Put Megalopolis back in the box!

There isn’t much left to say about two men who’ve already written themselves into film history — one by redefining it, the other by making it bolder, more experimental, and somehow more Nicolas. I’m speaking, of course, of Francis Ford Coppola and his nephew, Nicolas Cage: the sacred and the profane of Hollywood’s DNA.

After a respectful and thoroughly caffeinated viewing of Megalopolis (followed by a heroic binge of Nicolas Cage’s entire filmography, which is really a lifestyle choice rather than a film study), I’ve decided it’s time someone staged an intervention.

Recent reports inform us that Mr. Coppola - patriarch and patron saint of New Hollywood - is entangled in debt following the release of his two-decade passion project, MegalopolisThe film may have been about utopia, but its aftermath sounds distinctly dystopian. 
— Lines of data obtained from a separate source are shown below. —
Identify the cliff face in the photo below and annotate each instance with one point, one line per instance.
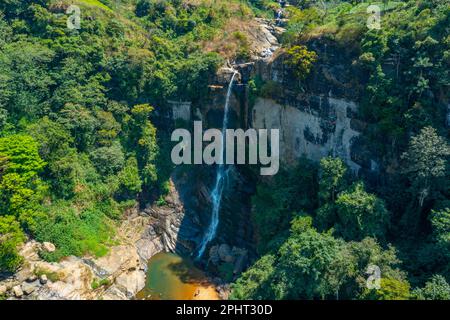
(316, 118)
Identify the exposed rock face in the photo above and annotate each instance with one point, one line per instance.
(306, 132)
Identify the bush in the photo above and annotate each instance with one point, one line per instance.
(11, 236)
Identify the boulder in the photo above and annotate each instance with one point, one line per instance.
(132, 282)
(29, 288)
(43, 279)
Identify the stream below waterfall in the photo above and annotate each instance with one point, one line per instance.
(171, 277)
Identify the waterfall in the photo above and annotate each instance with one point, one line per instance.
(216, 193)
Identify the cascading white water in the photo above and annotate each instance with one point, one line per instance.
(216, 194)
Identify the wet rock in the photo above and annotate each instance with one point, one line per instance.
(132, 282)
(29, 288)
(43, 279)
(49, 247)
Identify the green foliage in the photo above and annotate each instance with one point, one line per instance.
(390, 289)
(11, 236)
(73, 233)
(314, 265)
(440, 221)
(331, 178)
(436, 288)
(425, 161)
(130, 182)
(20, 187)
(276, 202)
(360, 214)
(108, 160)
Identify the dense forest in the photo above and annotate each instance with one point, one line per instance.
(84, 137)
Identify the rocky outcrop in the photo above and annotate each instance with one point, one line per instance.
(118, 275)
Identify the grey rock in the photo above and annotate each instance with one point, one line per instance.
(17, 291)
(29, 288)
(43, 279)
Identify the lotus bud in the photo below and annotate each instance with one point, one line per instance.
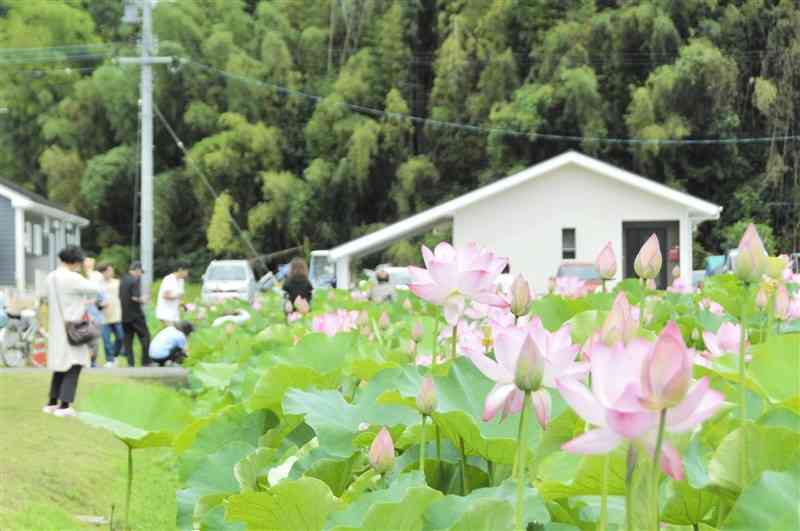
(381, 453)
(520, 296)
(301, 305)
(648, 261)
(751, 262)
(417, 331)
(606, 263)
(667, 370)
(426, 399)
(530, 367)
(776, 265)
(762, 299)
(782, 303)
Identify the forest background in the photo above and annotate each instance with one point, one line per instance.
(320, 120)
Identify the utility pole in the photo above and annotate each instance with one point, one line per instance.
(146, 61)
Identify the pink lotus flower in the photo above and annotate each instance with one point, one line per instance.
(553, 352)
(606, 262)
(453, 276)
(782, 303)
(571, 287)
(667, 370)
(712, 307)
(725, 341)
(301, 305)
(613, 406)
(648, 261)
(751, 261)
(381, 453)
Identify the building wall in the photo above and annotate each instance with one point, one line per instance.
(525, 223)
(7, 264)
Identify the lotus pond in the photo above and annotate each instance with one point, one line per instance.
(461, 407)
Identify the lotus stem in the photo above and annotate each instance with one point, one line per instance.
(422, 447)
(662, 422)
(520, 472)
(129, 488)
(630, 468)
(742, 391)
(603, 523)
(464, 482)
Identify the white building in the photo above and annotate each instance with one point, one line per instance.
(565, 208)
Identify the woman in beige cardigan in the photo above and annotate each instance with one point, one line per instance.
(68, 294)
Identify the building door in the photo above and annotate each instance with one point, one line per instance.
(635, 233)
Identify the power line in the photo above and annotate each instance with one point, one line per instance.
(491, 130)
(200, 172)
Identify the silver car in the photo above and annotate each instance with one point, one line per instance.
(229, 279)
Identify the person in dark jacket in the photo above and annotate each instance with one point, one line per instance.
(133, 320)
(297, 283)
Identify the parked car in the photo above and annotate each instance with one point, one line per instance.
(582, 270)
(228, 279)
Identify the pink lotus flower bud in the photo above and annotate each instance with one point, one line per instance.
(381, 453)
(520, 296)
(762, 299)
(648, 261)
(426, 399)
(667, 370)
(301, 305)
(529, 371)
(751, 262)
(782, 303)
(606, 262)
(776, 265)
(620, 325)
(417, 331)
(384, 321)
To ease the burden, Mr. Coppola is apparently selling his collection of outrageously expensive watches.

It’s the same old Hollywood tale: genius meets hybris, then calls a financial advisor. Now, let’s imagine a phone call that might have happened between Mr. Coppola and Mr. Woody Allen:

W – Hey, Ciccio, how’s it going?
FFC – Don’t ever call me that again. Hi, Woody. What’s this about?
WMegalopolis, naturally. I watched it.
FFC – I’m shocked. Did you like it?
W – “Like” is a complicated verb. It felt like Celebrity, but with fewer jokes and more marble. You know — my Celebrity, with Leo, Charlize, and that British guy.
FFC – Hmm, and what made you come to that conclusion?
W – Well, you know — the celebrities, the theme itself, time. And that ending! What if Stanley (Kubrick) were still alive? You know what I mean — it was way too 2001. Oh God, I still can’t believe my eyes!
FFC – Did you see it in theaters or on streaming?
W – (silence)

Megalopolis, in short, could serve as a beautifully directed manual on how to manage male anxiety about extinction — both personal and cinematic.
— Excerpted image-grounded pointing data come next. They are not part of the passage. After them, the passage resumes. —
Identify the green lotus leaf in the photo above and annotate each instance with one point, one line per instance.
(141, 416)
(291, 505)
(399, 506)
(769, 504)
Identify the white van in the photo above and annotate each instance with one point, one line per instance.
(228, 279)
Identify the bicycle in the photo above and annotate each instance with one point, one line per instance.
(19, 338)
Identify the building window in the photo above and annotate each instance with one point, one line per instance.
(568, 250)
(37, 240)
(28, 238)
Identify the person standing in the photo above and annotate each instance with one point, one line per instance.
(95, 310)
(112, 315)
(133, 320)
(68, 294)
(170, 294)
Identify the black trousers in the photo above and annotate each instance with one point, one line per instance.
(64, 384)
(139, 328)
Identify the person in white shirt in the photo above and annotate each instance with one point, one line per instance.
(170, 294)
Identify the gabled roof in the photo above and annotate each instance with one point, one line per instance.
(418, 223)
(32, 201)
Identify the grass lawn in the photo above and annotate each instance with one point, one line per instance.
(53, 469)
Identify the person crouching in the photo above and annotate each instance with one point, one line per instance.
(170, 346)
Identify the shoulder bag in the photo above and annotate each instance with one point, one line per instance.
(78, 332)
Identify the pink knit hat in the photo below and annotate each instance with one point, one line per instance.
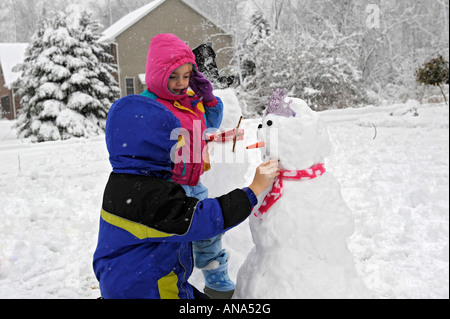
(166, 54)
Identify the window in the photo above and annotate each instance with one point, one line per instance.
(6, 105)
(130, 85)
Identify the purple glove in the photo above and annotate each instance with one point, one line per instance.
(201, 86)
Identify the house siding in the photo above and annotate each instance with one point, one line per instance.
(173, 16)
(13, 104)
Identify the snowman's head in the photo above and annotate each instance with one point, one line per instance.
(293, 134)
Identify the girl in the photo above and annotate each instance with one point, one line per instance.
(170, 70)
(147, 222)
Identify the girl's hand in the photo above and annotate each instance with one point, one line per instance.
(264, 176)
(201, 86)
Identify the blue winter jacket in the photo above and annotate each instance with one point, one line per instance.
(147, 222)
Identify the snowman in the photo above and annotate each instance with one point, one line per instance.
(302, 224)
Its downfall, however, lies not in vision but in casting. A $120 million investment and not one performance that suggests a mortgage was paid with conviction. The younger players act like they’re auditioning for a perfume commercial, while the veterans — who’ve survived God knows how many press junkets — seem exhausted by the effort of showing what sincerity looks like.
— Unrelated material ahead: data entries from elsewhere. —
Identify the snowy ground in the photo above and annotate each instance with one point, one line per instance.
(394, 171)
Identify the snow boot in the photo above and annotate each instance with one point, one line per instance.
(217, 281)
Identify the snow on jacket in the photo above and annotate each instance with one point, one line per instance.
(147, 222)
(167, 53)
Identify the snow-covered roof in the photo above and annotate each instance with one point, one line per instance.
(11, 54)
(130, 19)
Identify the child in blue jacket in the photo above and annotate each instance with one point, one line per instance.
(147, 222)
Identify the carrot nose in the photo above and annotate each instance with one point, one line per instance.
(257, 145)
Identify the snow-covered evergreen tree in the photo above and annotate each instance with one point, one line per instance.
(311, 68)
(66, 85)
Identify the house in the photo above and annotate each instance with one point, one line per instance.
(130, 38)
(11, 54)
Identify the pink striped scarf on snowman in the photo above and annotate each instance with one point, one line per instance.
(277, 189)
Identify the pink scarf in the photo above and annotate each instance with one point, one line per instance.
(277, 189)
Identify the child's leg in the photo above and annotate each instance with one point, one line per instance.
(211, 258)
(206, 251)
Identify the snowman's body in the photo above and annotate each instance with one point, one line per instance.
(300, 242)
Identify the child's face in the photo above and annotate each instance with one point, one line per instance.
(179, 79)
For two and a half hours, we witness a theater of “fake vulgarity” — and as any Italian grandmother could tell you, vulgarity, like olive oil, should never be synthetic. The endless toga parties, perhaps meant as allegories for civilization itself, mostly resemble a more luxurious version of Animal House.

Even the special effects — a cloud shaped like a human hand — feel like something an underpaid intern at Pixar made during lunch. It’s all too much. Too long, too loud, too self-aware. And yet, somehow, too fragile.

Still, the inner message leaves us with a special hint: only art can stop time from flowing.

And yet, the question remains: how did Coppola, the man who gave us Apocalypse Now, end up directing Apocalypse, Wow? After twenty years of script tinkering, wouldn’t a moment of doubt have been… reasonable?

Here lies the real tragedy: the role of the visionary architect could have been written for Nicolas Cage. Who better to embody man’s descent into creative madness than the one actor who already lives there rent-free? But no — the fear of criticism won. Gentlemen, you’re of Italian origin. Criticism is practically a family tradition.

Cage, to his credit, remains Hollywood’s most industrious legend — a performer whose mere presence elevates mediocrity into myth. Even in the smallest roles, he throws himself at the audience like an existential stuntman. His currency is sincerity; his tax bracket, chaos.

Recently, he confessed he fears boredom more than failure — a sentiment every artist should embroider on a throw pillow. So here’s my proposal: hire someone, anyone, to read all the unproduced scripts that have gathered dust in your agency’s inbox over the last decade. Somewhere in that pile lies the next Lord of War.

The same logic applies to Coppola. Imagine the two of them employing an army of hungry screenwriting students to sift through bad ideas until a good one trembles in fear. Two birds, one ambitious stone.

Ten readers each, ten thousand ideas, and perhaps a future where the Cage-Coppola economy is powered by the greatest renewable energy source: unfiltered enthusiasm.

And if it doesn’t work, there’s always the watch collection.